A century later, there's still a Navy, of course, and it's made a home – a very large home – in San Diego.

Oder, the historian, said ties were forged when the city "clearly saw the Bennington's misfortune as something that had happened to all San Diegans, and acted accordingly." That bond played a major role in paving the way for the decades of military growth that followed: fleet visits, sea bases, training centers, air stations.

Mention the Bennington now, though, and people are more likely to think of the World War II-vintage aircraft carrier of the same name.

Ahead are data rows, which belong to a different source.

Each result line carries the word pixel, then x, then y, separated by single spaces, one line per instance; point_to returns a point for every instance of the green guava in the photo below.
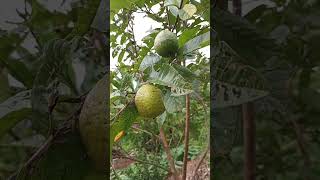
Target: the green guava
pixel 149 101
pixel 93 124
pixel 166 43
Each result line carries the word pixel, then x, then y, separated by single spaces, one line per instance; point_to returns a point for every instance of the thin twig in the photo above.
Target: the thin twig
pixel 199 163
pixel 169 156
pixel 186 138
pixel 177 19
pixel 145 162
pixel 119 112
pixel 145 131
pixel 301 142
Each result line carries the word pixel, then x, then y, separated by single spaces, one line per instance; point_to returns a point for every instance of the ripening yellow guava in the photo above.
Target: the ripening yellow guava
pixel 166 43
pixel 149 101
pixel 93 124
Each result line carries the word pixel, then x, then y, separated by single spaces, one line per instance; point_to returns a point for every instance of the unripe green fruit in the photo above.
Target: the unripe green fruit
pixel 93 124
pixel 166 43
pixel 149 101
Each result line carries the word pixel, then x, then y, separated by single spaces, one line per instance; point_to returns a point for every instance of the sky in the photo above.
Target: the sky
pixel 142 25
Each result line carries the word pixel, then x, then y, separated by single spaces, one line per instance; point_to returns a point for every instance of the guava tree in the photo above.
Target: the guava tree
pixel 271 50
pixel 160 89
pixel 50 62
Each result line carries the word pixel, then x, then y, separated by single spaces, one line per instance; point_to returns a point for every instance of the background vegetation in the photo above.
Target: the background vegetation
pixel 271 48
pixel 48 63
pixel 187 73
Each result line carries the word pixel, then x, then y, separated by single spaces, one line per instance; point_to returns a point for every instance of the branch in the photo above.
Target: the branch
pixel 145 162
pixel 199 163
pixel 177 19
pixel 301 142
pixel 169 156
pixel 249 141
pixel 186 138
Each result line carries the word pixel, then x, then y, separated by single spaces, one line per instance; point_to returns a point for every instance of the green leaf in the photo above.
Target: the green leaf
pixel 196 43
pixel 172 2
pixel 169 76
pixel 123 122
pixel 251 44
pixel 187 11
pixel 45 23
pixel 19 71
pixel 86 16
pixel 101 21
pixel 66 160
pixel 4 86
pixel 149 60
pixel 174 10
pixel 54 70
pixel 185 72
pixel 14 110
pixel 116 5
pixel 187 34
pixel 173 103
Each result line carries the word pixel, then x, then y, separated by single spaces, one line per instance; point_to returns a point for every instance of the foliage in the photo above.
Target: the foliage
pixel 138 64
pixel 275 42
pixel 40 106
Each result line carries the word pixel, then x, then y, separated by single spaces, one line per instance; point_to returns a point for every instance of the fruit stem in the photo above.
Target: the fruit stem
pixel 169 156
pixel 186 138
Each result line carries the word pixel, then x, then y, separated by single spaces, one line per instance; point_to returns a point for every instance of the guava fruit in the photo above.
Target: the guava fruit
pixel 166 43
pixel 93 124
pixel 148 101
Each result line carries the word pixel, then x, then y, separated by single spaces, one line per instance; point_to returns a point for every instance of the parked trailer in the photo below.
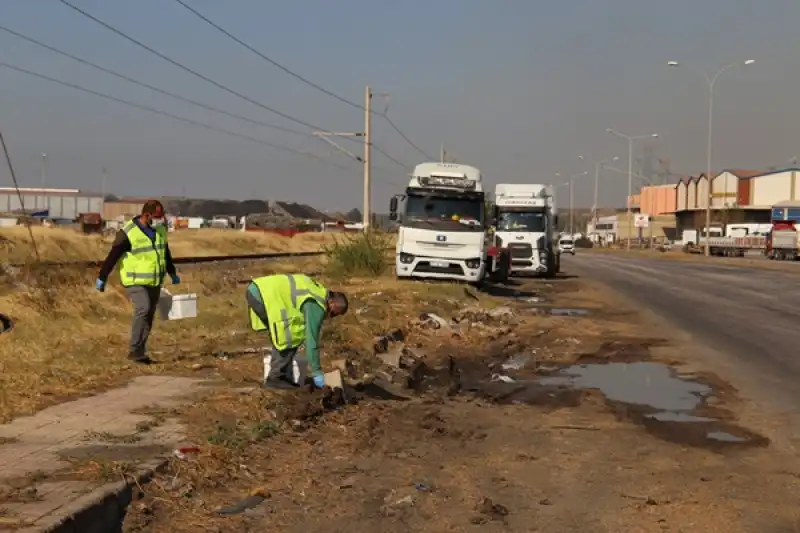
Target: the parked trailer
pixel 782 241
pixel 733 246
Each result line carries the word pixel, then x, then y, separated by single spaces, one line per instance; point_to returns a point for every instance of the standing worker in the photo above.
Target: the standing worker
pixel 292 308
pixel 146 259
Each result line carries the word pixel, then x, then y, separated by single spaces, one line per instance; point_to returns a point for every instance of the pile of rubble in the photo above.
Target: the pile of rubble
pixel 403 365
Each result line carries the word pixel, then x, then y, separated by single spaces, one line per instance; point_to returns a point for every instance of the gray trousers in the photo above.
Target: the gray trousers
pixel 279 364
pixel 145 303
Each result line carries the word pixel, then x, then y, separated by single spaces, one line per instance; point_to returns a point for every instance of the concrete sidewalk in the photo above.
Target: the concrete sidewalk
pixel 35 490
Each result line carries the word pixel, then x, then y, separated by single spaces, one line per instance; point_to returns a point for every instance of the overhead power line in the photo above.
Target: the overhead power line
pixel 187 69
pixel 165 92
pixel 166 114
pixel 297 76
pixel 183 119
pixel 268 59
pixel 152 87
pixel 403 135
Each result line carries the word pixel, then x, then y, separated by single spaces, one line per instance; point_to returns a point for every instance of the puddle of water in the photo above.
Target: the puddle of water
pixel 648 393
pixel 724 436
pixel 646 384
pixel 563 311
pixel 671 416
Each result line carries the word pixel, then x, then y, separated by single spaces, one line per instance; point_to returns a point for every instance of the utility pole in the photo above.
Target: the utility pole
pixel 44 170
pixel 366 159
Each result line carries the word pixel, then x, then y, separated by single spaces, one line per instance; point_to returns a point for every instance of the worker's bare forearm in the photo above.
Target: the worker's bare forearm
pixel 169 264
pixel 120 247
pixel 314 315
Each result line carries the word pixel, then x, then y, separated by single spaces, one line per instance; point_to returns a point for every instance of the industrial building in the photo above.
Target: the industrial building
pixel 617 227
pixel 57 203
pixel 737 196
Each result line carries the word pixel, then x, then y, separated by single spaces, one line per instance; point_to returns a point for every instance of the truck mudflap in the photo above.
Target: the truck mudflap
pixel 499 260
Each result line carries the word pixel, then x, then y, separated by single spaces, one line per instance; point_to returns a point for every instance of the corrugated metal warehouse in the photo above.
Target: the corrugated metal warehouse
pixel 122 208
pixel 62 203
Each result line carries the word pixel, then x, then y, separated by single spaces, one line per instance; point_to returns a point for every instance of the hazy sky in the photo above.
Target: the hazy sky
pixel 518 88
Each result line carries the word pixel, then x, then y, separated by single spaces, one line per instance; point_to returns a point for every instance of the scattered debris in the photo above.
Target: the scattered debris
pixel 490 511
pixel 422 487
pixel 255 499
pixel 180 453
pixel 516 362
pixel 381 344
pixel 225 355
pixel 432 321
pixel 6 323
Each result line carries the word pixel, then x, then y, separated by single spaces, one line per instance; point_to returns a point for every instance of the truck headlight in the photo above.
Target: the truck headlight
pixel 473 263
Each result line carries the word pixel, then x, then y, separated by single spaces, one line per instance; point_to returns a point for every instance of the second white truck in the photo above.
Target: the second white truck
pixel 525 223
pixel 444 229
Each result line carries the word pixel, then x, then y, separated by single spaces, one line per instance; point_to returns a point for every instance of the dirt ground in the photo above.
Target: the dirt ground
pixel 445 444
pixel 758 262
pixel 58 244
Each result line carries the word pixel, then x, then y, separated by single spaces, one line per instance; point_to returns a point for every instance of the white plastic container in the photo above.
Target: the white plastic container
pixel 299 367
pixel 177 306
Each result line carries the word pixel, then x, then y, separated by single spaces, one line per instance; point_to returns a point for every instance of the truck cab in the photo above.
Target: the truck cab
pixel 525 222
pixel 443 231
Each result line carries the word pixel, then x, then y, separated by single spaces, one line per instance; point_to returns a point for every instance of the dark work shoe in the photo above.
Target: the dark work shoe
pixel 280 383
pixel 141 359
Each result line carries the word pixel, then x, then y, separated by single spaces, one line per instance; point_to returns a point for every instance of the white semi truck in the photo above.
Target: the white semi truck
pixel 525 224
pixel 444 227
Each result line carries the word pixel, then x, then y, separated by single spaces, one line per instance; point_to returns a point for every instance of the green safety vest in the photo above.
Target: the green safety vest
pixel 146 263
pixel 283 296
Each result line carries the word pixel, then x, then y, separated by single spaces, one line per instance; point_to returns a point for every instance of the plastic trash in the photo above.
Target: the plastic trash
pixel 516 362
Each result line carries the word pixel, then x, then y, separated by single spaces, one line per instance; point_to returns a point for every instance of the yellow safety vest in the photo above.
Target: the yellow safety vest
pixel 283 296
pixel 146 263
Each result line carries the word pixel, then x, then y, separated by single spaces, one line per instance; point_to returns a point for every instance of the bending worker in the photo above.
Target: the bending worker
pixel 146 259
pixel 292 308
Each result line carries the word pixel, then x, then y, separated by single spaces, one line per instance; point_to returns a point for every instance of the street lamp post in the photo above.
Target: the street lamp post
pixel 555 188
pixel 711 81
pixel 572 198
pixel 630 139
pixel 597 167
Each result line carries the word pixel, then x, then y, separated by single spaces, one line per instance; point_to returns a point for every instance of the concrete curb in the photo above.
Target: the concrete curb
pixel 100 511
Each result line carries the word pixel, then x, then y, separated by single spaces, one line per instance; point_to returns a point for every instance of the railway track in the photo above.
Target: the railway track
pixel 179 260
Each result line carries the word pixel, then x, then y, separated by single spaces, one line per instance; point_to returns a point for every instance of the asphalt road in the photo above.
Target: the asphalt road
pixel 749 318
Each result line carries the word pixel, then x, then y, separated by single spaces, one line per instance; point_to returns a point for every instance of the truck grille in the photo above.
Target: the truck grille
pixel 452 268
pixel 520 250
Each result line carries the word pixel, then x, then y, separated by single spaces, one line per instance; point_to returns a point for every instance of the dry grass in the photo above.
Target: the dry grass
pixel 58 244
pixel 70 340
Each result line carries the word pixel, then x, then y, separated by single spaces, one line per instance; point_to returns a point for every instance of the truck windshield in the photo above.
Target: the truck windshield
pixel 521 221
pixel 455 213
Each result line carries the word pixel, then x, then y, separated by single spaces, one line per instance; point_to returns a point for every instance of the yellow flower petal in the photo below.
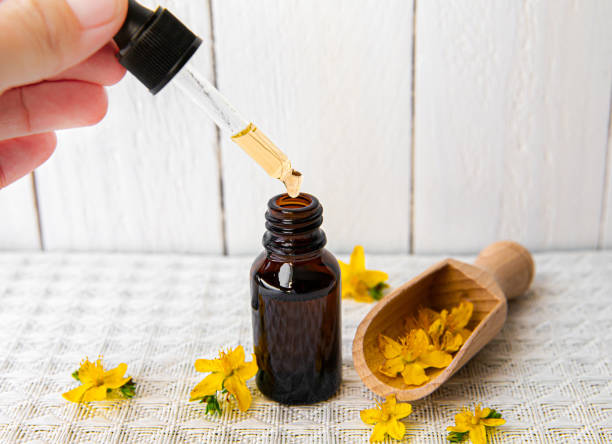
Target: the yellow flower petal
pixel 380 430
pixel 478 434
pixel 372 278
pixel 493 422
pixel 248 369
pixel 435 330
pixel 479 412
pixel 114 378
pixel 402 409
pixel 389 348
pixel 241 392
pixel 236 357
pixel 418 343
pixel 208 386
pixel 435 358
pixel 392 367
pixel 460 316
pixel 370 416
pixel 95 394
pixel 458 429
pixel 91 372
pixel 414 374
pixel 450 342
pixel 396 429
pixel 208 365
pixel 357 259
pixel 76 394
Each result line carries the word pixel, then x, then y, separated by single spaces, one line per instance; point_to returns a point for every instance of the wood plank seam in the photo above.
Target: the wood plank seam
pixel 412 129
pixel 213 61
pixel 603 218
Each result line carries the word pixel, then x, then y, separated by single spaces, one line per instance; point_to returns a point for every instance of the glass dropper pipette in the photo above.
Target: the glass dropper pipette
pixel 156 48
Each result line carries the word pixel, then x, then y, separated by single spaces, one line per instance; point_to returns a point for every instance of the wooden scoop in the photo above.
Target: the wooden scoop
pixel 502 271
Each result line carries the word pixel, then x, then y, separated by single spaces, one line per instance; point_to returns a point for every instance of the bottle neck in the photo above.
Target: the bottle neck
pixel 293 226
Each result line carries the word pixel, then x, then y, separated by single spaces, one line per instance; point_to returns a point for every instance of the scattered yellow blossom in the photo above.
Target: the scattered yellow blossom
pixel 410 357
pixel 386 417
pixel 229 374
pixel 474 424
pixel 98 384
pixel 361 284
pixel 446 330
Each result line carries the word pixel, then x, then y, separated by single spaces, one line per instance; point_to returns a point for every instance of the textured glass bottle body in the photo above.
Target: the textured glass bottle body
pixel 295 301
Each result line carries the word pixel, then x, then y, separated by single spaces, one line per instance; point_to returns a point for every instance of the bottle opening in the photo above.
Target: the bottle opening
pixel 285 204
pixel 292 225
pixel 301 201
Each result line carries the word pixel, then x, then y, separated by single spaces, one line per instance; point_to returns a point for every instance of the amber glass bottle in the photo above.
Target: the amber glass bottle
pixel 295 300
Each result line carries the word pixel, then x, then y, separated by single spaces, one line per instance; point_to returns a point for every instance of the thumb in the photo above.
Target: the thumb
pixel 41 38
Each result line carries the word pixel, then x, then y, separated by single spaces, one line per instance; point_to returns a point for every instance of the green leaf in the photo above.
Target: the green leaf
pixel 128 389
pixel 377 291
pixel 493 414
pixel 457 436
pixel 212 404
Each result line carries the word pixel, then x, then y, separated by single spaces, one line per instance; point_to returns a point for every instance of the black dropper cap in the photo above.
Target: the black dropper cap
pixel 154 46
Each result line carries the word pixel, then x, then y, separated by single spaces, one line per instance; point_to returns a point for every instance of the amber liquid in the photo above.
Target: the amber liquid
pixel 296 328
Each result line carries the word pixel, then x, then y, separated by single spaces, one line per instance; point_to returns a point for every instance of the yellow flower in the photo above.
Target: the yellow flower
pixel 474 424
pixel 229 372
pixel 410 357
pixel 96 383
pixel 357 282
pixel 446 330
pixel 386 418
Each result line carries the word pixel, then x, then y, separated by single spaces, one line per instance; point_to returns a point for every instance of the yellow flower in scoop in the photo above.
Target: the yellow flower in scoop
pixel 229 372
pixel 97 384
pixel 474 424
pixel 446 330
pixel 361 284
pixel 410 356
pixel 386 417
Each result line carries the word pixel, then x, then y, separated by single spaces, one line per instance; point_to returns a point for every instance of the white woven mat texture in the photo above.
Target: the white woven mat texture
pixel 548 371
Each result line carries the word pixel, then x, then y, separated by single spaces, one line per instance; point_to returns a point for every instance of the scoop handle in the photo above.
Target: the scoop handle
pixel 510 264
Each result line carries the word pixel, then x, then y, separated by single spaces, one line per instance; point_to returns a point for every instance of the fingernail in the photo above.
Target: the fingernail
pixel 92 13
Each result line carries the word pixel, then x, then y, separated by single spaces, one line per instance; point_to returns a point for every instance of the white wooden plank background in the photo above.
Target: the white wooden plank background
pixel 512 115
pixel 605 240
pixel 18 222
pixel 146 179
pixel 329 82
pixel 512 103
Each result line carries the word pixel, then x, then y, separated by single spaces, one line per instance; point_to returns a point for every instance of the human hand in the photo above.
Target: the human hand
pixel 55 59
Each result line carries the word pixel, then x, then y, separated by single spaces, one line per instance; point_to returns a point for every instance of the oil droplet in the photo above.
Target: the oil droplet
pixel 293 183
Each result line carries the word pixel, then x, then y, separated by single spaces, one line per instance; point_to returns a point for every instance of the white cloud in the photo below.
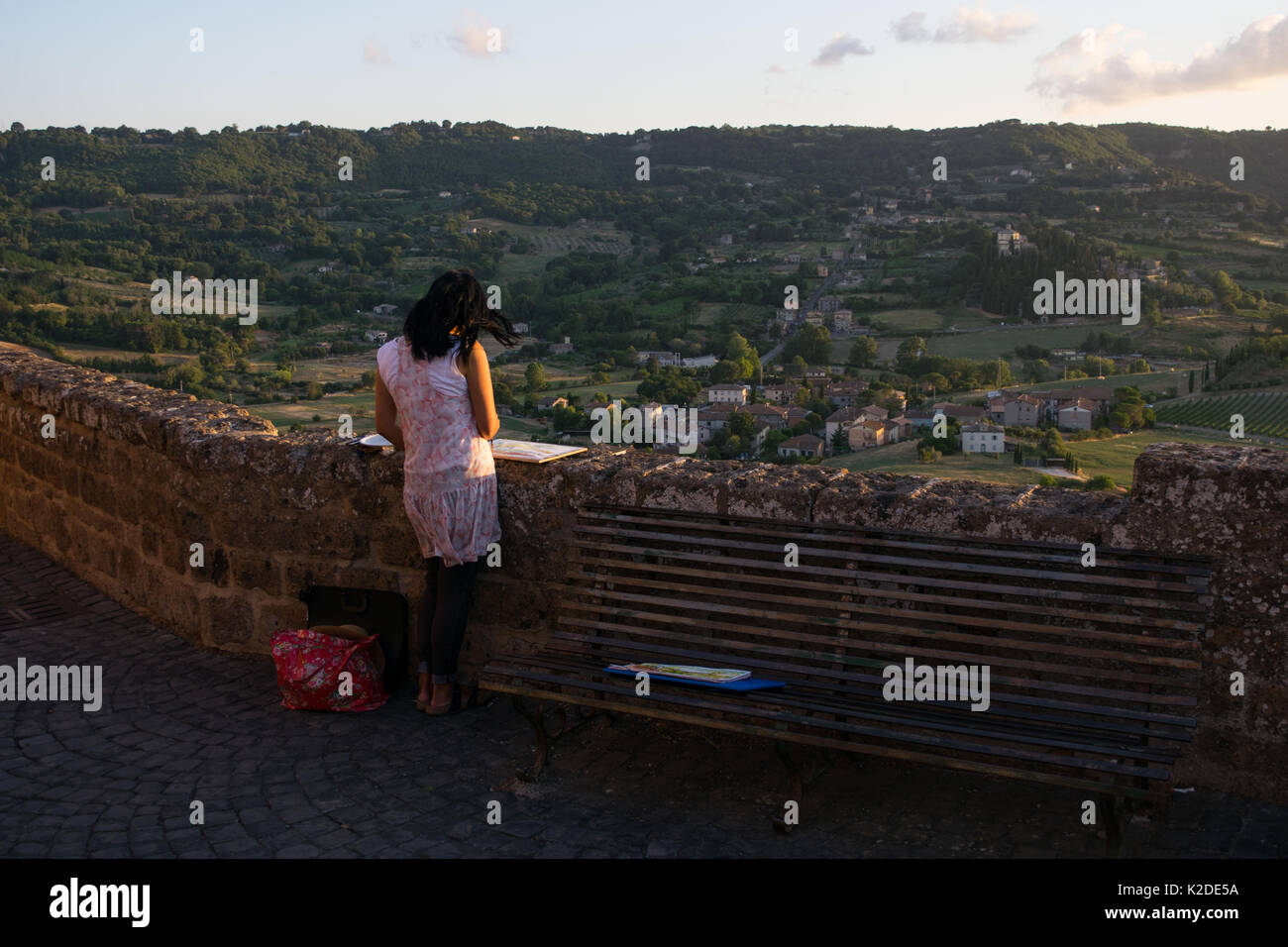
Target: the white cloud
pixel 375 53
pixel 840 47
pixel 966 25
pixel 911 29
pixel 1096 67
pixel 475 37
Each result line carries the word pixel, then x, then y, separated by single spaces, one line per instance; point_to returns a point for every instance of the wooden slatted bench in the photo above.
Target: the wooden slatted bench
pixel 1093 671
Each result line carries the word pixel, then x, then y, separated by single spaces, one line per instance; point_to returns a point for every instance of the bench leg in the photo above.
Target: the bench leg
pixel 795 784
pixel 545 736
pixel 1113 825
pixel 539 724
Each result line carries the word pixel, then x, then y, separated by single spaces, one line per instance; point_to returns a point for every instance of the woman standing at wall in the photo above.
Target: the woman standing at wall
pixel 434 402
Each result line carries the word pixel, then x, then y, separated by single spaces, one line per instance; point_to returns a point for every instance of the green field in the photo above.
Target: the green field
pixel 1113 457
pixel 1003 342
pixel 902 459
pixel 1263 412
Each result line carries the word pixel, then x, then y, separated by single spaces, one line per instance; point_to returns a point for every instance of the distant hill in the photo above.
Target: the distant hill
pixel 99 163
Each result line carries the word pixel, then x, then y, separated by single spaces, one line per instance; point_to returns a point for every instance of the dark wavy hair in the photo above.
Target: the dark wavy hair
pixel 455 300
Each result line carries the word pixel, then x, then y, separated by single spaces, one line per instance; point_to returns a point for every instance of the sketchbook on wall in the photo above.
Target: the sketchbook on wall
pixel 532 451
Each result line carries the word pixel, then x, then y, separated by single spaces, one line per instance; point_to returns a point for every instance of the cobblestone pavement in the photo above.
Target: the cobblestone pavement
pixel 180 724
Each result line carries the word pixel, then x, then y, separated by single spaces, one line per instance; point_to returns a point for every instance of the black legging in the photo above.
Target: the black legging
pixel 443 611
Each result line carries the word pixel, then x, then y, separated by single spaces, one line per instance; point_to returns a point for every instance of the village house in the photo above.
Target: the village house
pixel 771 414
pixel 728 393
pixel 918 419
pixel 983 438
pixel 840 420
pixel 867 433
pixel 698 363
pixel 778 394
pixel 898 429
pixel 712 419
pixel 842 393
pixel 1076 415
pixel 662 357
pixel 1024 411
pixel 962 414
pixel 1099 397
pixel 802 446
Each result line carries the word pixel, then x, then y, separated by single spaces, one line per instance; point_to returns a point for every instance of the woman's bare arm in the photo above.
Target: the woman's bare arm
pixel 480 377
pixel 386 415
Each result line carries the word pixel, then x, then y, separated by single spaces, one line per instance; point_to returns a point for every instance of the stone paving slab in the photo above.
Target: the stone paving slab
pixel 180 724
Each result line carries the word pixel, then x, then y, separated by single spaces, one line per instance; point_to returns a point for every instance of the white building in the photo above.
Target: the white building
pixel 983 438
pixel 728 393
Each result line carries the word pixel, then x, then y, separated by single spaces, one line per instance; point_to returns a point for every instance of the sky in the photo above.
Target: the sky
pixel 619 65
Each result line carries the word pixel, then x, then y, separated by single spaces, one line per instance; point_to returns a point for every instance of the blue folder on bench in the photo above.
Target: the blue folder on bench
pixel 745 684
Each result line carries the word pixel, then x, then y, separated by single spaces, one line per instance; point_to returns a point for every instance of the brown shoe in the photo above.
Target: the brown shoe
pixel 436 709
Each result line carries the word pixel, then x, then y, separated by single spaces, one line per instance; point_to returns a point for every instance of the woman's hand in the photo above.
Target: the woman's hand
pixel 386 415
pixel 480 379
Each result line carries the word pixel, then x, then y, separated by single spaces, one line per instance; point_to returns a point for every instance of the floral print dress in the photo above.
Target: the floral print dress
pixel 449 474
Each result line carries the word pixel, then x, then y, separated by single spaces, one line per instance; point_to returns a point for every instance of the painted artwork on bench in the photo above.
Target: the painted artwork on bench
pixel 532 451
pixel 709 676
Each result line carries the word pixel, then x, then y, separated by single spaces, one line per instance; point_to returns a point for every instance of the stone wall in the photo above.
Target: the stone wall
pixel 134 475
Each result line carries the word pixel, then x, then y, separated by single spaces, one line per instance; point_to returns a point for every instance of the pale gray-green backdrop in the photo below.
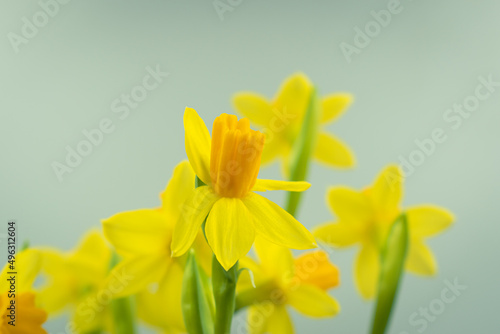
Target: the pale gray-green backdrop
pixel 61 73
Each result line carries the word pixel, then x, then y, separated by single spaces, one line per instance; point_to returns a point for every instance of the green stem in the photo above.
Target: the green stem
pixel 392 267
pixel 303 151
pixel 224 288
pixel 122 309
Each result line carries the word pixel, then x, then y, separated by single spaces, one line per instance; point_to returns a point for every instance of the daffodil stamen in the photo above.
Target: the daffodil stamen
pixel 228 163
pixel 235 156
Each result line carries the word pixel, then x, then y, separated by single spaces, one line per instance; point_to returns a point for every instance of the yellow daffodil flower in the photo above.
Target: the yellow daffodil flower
pixel 282 121
pixel 29 318
pixel 282 281
pixel 75 282
pixel 143 238
pixel 229 163
pixel 365 218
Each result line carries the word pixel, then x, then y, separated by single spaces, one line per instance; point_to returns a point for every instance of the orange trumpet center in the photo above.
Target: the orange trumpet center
pixel 314 268
pixel 236 156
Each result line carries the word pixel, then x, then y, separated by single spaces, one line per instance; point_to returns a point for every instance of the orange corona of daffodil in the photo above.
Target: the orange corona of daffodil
pixel 365 218
pixel 282 120
pixel 229 163
pixel 282 281
pixel 29 318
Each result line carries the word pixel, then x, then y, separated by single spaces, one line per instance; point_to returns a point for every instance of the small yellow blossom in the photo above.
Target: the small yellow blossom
pixel 75 282
pixel 229 163
pixel 282 281
pixel 365 218
pixel 29 318
pixel 143 238
pixel 282 121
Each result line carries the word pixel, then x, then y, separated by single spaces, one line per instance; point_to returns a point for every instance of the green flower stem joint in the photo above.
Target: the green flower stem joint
pixel 224 287
pixel 393 260
pixel 122 309
pixel 303 150
pixel 209 311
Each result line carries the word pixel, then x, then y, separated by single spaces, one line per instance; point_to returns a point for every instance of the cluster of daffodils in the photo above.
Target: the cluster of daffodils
pixel 214 246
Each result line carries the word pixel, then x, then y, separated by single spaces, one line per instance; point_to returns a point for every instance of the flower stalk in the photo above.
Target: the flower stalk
pixel 303 150
pixel 392 267
pixel 224 288
pixel 122 309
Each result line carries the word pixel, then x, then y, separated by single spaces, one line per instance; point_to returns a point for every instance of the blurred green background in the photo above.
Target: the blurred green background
pixel 66 76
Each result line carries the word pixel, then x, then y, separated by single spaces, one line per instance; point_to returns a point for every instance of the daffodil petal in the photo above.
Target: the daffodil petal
pixel 254 106
pixel 230 231
pixel 145 231
pixel 349 205
pixel 334 105
pixel 275 260
pixel 133 275
pixel 367 271
pixel 270 185
pixel 279 322
pixel 278 226
pixel 428 220
pixel 387 192
pixel 179 189
pixel 198 144
pixel 313 302
pixel 28 262
pixel 194 212
pixel 314 268
pixel 58 294
pixel 338 234
pixel 32 317
pixel 82 261
pixel 331 151
pixel 257 318
pixel 293 97
pixel 420 259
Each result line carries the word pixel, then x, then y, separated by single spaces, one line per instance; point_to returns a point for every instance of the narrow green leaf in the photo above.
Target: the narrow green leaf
pixel 392 268
pixel 303 150
pixel 224 288
pixel 122 309
pixel 197 300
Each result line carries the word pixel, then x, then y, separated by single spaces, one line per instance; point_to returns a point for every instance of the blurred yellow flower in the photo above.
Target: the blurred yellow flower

The original Bennington never saw service again, not as a warship. It was repaired and turned into a barge, carrying loads of molasses in Hawaii before it was retired in the late 1920s and sunk at sea.

The obelisk is still at Fort Rosecrans, which became a national cemetery in 1934. It once soared above the landscape, easily seen by ships in the bay, but now there are trees nearby that are taller.

(Although 47 coffins went into the ground at the funeral two days after the explosion, there are 35 markers at the monument now. Some of the bodies were disinterred and sent to the sailors' hometowns for burial.)

Oder believes the Bennington's legacy for the city is in the way it responded to disaster. "It should, without question, still be a proud hallmark in the collective memory of all San Diegans," he said.

For the Navy, the explosion highlighted the need for better equipment maintenance and specialized training, Oder said. "While the loss of the Bennington remains one of the worst peacetime disasters in the Navy's history, we can appreciate the fact that those men did not die needlessly in the long run."